Sergei Bolvinov, investigador-chefe da polícia local, disse que as autoridades ucranianas estão preparadas para encontrar mais valas comuns em outras áreas de Kharkiv. Volodymyr Tymoshko, chefe da polícia nacional designado para a região, confirmou que mais um local já foi identificado, mas não revelou onde. “Pelas nossas estimativas, há mais de 440 corpos lá”, disse ele, segundo a rede Sky News.

Coleta de evidências

Na segunda (12), a ONG Anistia Internacional afirmou que a reconquista de território dá a Kiev a oportunidade de coletar evidências dos crimes de guerra atribuídos às tropas de Moscou.  Testemunhos, imagens de vídeo e fotografias são alguns dos formatos das provas a serem colhidas, segundo a entidade.

“A coleta de tais evidências é extremamente intensiva em recursos, por isso estamos pedindo à comunidade internacional que forneça recursos que ajudarão os esforços da Ucrânia. Todos os julgamentos em andamento e futuros sobre supostos crimes de guerra devem atender aos padrões de julgamento justo”, disse Marie Struthers, diretora da Anistia para Europa Oriental e Ásia Central.

Por que isso importa?

No início de agosto, o governo ucraniano disse que estão em andamento investigações de quase 26 mil crimes de guerra atribuídos às tropas russas durante o conflito. Segundo a procuradoria-geral do país, 135 pessoas estariam ligadas a esses crimes, sendo que 15 acusados estão sob custódia.

Yuriy Bilousov, chefe do departamento de crimes de guerra da procuradoria-geral ucraniana, disse que 13 casos de violação do direito internacional já foram levados aos tribunais, com sete sentenças emitidas. Entre elas a do soldado russo Vadim Shishimarin, primeiro militar a enfrentar um processo do gênero em quase meio ano de conflito. Ele foi condenado à prisão perpétua em maio, por matar um civil desarmado no dia 28 de fevereiro. 

As investigações de crimes de guerra conduzidas por Kiev contam com o suporte ocidental, que ajuda a financiar os esforços do governo ucraniano e também tem suas próprias equipes em ação. A Alemanha, por exemplo, disse no final de junho que analisa centenas de crimes de guerra possivelmente cometidos por tropas da Rússia.

Na mira das autoridades alemãs não estariam apenas os soldados do exército russo diretamente acusados de tais crimes. Também estariam sob investigação oficiais de alta patente e políticos suspeitos de ordenar os abusos.
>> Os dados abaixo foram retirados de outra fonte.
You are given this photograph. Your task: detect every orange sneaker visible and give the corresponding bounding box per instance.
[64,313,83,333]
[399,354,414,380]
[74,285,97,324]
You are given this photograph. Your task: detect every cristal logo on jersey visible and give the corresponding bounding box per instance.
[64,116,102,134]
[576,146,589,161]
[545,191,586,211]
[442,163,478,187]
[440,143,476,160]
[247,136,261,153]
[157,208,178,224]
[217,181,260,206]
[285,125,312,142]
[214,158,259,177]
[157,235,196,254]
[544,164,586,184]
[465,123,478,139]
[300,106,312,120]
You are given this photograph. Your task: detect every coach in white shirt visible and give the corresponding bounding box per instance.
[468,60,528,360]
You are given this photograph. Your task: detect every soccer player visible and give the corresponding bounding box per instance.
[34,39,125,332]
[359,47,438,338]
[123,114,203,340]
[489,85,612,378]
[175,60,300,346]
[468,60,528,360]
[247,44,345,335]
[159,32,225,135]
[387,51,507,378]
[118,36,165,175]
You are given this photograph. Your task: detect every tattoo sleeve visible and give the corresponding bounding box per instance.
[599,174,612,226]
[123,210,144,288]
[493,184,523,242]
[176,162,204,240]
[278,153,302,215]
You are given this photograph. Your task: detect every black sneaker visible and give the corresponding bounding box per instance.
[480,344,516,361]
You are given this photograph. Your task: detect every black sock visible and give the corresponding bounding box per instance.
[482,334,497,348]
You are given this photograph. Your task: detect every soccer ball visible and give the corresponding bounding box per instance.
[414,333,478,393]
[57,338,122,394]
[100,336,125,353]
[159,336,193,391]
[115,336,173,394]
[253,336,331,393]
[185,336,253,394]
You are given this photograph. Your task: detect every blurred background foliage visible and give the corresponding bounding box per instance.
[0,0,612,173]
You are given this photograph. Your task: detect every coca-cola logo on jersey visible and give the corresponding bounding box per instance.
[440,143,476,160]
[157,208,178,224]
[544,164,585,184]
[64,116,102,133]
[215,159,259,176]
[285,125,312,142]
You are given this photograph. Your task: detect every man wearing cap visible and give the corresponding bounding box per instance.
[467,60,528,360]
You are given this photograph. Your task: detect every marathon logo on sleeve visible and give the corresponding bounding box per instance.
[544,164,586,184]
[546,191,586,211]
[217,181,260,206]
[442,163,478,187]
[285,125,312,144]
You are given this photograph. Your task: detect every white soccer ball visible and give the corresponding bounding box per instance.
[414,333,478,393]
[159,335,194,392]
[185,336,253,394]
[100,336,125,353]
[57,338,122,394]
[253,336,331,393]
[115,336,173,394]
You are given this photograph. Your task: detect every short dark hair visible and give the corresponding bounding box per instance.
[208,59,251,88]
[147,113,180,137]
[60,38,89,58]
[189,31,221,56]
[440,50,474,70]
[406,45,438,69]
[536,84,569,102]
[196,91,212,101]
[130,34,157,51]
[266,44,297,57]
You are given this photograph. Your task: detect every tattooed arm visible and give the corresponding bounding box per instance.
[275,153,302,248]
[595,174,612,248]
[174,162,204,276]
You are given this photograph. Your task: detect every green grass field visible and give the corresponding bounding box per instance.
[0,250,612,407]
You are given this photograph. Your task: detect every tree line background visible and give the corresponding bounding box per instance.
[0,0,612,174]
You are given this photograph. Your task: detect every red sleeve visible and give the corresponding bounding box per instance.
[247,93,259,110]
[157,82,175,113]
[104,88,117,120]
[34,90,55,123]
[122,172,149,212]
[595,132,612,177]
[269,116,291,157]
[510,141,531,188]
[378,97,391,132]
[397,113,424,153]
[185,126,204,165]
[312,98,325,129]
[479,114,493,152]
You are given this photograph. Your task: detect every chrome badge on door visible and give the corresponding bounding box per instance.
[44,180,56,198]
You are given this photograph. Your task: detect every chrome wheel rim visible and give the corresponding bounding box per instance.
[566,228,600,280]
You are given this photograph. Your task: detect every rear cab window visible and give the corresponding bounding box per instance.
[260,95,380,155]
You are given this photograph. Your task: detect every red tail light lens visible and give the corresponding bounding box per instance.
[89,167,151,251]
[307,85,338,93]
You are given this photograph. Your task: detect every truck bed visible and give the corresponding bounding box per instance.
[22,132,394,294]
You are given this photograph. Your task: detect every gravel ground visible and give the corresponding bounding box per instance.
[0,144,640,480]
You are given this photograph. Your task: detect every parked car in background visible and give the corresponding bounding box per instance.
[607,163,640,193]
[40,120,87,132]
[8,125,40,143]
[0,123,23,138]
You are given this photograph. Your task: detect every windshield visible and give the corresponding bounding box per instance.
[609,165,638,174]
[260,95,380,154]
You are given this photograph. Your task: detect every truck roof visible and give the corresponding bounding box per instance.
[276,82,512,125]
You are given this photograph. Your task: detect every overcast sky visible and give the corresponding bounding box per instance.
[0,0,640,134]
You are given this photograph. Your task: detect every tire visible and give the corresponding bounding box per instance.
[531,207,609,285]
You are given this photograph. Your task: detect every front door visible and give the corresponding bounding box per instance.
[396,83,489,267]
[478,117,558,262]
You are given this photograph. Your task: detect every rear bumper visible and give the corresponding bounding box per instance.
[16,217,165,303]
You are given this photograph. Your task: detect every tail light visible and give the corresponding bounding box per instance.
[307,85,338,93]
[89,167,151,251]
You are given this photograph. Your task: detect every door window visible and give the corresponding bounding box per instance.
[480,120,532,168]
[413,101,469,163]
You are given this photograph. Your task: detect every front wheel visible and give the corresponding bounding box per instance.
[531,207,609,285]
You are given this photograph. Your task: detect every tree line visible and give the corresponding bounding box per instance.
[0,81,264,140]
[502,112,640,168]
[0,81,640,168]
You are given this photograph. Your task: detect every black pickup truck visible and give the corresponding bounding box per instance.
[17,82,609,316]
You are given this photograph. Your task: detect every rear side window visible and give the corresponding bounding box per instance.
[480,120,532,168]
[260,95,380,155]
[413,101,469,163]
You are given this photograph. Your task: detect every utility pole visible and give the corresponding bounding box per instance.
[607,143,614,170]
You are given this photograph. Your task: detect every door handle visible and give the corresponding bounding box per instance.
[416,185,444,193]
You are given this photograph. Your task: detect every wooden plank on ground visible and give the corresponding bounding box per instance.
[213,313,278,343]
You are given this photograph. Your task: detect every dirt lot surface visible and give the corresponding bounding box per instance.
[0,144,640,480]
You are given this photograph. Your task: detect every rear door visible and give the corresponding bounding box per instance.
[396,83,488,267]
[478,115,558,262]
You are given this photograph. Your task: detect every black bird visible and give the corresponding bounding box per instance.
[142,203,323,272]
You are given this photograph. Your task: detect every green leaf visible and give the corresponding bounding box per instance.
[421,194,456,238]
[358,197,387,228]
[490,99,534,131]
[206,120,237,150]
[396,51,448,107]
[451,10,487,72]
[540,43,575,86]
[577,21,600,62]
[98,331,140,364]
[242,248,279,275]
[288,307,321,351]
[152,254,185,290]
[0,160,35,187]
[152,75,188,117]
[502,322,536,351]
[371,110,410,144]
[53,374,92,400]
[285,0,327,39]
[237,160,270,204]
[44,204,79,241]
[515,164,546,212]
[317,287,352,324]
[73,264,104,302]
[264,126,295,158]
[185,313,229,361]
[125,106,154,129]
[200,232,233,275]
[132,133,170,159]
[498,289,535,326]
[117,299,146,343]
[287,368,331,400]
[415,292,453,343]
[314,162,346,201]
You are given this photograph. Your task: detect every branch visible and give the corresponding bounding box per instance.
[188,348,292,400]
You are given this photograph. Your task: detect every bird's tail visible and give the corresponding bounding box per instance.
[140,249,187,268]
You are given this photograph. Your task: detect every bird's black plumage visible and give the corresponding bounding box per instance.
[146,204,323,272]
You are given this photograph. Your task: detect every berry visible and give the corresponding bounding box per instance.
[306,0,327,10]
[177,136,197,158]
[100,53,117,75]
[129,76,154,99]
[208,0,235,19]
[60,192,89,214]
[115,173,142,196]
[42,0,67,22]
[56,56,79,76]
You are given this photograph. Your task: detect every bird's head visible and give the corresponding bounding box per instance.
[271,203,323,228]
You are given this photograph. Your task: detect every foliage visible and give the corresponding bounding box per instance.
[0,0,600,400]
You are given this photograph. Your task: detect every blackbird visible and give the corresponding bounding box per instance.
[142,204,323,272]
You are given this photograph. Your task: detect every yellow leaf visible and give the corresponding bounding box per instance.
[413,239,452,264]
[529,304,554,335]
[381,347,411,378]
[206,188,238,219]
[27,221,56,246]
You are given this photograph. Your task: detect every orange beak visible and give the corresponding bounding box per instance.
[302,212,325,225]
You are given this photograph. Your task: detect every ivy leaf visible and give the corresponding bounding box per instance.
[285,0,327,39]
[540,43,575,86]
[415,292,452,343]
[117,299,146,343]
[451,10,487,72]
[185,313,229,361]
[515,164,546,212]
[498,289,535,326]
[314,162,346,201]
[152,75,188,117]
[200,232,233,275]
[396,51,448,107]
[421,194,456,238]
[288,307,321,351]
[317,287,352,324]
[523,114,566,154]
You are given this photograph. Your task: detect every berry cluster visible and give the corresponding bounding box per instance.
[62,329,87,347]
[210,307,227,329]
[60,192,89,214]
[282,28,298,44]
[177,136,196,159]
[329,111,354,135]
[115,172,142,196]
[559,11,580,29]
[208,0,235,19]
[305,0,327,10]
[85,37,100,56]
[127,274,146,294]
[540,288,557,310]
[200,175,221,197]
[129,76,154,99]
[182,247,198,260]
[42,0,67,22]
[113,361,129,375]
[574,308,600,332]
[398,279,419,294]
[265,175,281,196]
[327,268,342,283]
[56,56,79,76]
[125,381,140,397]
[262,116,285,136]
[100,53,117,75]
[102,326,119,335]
Quem atua igualmente nesse sentido é o Tribunal Penal Internacional (TPI), que vê na guerra uma forma de reduzir as críticas recebidas desde sua fundação, há 20 anos. Nesse período, a corte conseguiu apenas três condenações por crimes de guerra e outras cinco por interferência na Justiça.

O TPI afirmou inclusive que planeja abrir ainda neste ano o primeiro caso contra as forças armadas da Rússia. Não foram revelados detalhes de qual poderia ser este primeiro processo, embora venha sendo debatida com Kiev a entrega de pelo menos um oficial russo ao tribunal. Trata-se de um prisioneiro de guerra disposto a testemunhar contra altos comandantes russos. 

No início de junho, a Comissão Europeia anunciou que destinaria 7,25 milhões de euros ao TPI, a fim de apoiar as investigações. “Neste contexto, é crucial garantir o armazenamento seguro de provas fora da Ucrânia, bem como apoiar as investigações e processos por várias autoridades judiciárias europeias e internacionais”, disse o órgão na ocasião.